Another tenant, Angel Quiles, said he spent most of the last five years sleeping on the D and F trains. Quiles, 45, said he became homeless after his mother died and he could no longer stay in the apartment they shared in Westchester County.

He said he decided to take an outreach worker up on an offer of a bed in a shelter last October after years of hunger, cold and chronic fear became insurmountable.

“I was sleeping on the trains. I didn't have a place to go. I don't have much family. And one day I just decided it was too much,” he said. “I don't want to die so I decided I should get help.”

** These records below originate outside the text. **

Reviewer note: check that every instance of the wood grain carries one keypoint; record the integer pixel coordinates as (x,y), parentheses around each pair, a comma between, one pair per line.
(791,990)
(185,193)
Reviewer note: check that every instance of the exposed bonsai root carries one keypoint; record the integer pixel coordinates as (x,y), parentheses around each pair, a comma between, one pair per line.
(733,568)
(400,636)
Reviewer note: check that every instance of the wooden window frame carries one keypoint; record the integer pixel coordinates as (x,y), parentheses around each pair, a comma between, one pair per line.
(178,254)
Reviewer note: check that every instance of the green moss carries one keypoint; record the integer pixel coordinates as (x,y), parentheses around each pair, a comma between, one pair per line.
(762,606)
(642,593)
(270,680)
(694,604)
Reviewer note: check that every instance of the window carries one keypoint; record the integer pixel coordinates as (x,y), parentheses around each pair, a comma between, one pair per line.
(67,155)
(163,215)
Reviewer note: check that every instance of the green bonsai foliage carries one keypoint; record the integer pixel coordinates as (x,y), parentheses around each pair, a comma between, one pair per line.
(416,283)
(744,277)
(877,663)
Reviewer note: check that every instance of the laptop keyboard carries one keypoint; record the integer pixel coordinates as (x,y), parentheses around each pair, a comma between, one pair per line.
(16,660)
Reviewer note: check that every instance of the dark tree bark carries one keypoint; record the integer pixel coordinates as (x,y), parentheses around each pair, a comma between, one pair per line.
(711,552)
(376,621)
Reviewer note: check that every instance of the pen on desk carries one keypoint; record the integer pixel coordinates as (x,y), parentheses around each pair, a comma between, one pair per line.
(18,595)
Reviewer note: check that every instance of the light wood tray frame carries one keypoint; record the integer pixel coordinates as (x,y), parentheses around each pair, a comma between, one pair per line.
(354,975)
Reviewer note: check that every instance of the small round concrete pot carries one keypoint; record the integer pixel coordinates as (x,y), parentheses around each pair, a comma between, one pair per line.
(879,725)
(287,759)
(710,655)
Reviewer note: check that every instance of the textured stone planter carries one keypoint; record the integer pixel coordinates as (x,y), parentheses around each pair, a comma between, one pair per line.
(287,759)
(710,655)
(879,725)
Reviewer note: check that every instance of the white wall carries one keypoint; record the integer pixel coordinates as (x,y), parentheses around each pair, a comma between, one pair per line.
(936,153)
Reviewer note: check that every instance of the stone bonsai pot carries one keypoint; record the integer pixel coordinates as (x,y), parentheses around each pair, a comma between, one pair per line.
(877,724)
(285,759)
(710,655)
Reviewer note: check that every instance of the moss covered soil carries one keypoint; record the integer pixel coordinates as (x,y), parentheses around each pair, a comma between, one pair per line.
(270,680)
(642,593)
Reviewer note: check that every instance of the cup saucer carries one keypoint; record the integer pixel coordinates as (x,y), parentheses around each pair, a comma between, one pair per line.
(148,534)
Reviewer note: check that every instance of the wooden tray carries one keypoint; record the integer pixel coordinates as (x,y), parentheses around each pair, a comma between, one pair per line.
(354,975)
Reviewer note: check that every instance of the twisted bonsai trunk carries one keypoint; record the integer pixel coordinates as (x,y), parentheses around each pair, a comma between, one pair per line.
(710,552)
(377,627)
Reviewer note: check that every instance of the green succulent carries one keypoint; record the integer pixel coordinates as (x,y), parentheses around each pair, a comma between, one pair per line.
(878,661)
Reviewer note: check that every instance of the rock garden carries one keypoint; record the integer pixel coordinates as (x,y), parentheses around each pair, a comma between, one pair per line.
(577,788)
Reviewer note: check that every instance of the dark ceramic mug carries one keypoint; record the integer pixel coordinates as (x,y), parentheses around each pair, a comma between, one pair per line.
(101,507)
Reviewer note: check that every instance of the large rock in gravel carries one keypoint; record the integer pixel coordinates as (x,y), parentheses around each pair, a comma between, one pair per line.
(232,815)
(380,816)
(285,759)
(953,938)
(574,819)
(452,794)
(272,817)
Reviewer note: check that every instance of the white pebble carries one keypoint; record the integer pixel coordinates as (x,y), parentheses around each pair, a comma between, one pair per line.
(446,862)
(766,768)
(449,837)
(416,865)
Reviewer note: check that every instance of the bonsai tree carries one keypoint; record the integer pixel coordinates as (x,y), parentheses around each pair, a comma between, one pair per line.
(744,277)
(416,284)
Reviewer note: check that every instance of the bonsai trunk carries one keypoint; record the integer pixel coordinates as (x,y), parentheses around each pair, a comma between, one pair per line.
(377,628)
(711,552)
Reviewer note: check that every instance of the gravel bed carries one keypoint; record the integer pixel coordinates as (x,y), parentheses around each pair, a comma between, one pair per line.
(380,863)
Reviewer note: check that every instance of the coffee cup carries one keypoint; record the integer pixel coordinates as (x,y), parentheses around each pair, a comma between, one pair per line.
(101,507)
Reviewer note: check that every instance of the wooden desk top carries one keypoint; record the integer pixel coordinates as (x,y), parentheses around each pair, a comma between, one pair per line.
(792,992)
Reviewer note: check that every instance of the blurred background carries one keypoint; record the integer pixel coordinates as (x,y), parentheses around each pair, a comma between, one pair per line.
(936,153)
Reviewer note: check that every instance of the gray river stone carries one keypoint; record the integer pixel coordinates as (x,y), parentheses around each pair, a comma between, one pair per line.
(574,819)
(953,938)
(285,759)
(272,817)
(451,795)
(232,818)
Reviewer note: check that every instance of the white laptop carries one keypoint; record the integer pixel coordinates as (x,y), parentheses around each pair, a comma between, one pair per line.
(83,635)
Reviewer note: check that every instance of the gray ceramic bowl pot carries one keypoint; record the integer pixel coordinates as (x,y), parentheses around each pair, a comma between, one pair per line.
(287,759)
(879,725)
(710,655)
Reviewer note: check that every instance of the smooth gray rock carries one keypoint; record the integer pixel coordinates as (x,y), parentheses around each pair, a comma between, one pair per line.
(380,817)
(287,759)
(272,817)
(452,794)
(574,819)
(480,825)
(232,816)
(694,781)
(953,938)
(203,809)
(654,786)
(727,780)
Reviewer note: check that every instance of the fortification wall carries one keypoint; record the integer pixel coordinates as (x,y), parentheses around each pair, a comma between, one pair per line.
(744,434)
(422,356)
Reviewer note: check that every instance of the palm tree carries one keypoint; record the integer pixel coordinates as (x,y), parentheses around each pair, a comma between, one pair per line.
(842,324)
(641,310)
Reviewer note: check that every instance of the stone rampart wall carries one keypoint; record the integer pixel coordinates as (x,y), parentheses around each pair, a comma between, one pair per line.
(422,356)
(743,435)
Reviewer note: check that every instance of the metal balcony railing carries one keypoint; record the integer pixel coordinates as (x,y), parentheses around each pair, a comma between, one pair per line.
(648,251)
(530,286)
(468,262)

He moved into his fourth-floor apartment in Brownsville in January — not an immediate move, but faster than most who exit shelters for supportive housing.

Staff helped him secure IDs and food stamps. He’s working on getting his birth certificate, he said.

“It’s probably the best thing I’ve ever done for myself,” he said.

The program is a new option for some street homeless New Yorkers, amid an ongoing crackdown by Mayor Eric Adams on people staying on sidewalks, parks and subways.

When Adams discussed the launch of the pilot last year, he said the city needed to study the results before expanding the program. The comment drew criticism from some homeless New Yorkers and their advocates, who pointed to the success of a streamlined move into housing elsewhere in the country, like Houston.

But dormitory-style supportive housing isn’t the best fit for everyone who needs an apartment, said Park. So far eight people exited the program, moving in with family or to other permanent housing — but the new program is a key strategy for moving people into homes faster, she added.

Kat Corbell, a member of the first citywide supportive housing tenant association, said the city should offer more homeless New Yorkers apartments without shelter stays and compel housing providers to take in tenants much more quickly.

“This pilot decreases some bureaucracy while still allowing a provider full discretion on who they will or won't accept, which is a central problem of New York City’s supportive housing system,” Corbell said. “We can do better."

Catherine Trapani, head of the organization Homeless Services United, which represents providers, hopes the program will show organizations and the city that they can speed-up moves without financial consequences.

“The neat thing about this project is the city has found a way to trust the process and to know that folks are going to be eligible for the housing,” she said.

People staying in public spaces almost certainly qualify for supportive housing based on their incomes, and special needs like mental illness, she added. Streamlining moves into housing will help chip away at the homelessness crisis.

“Being able to get them in the door and figure out the paperwork on the backend is really critical,” Trapani said. “If it’s working let’s keep going.”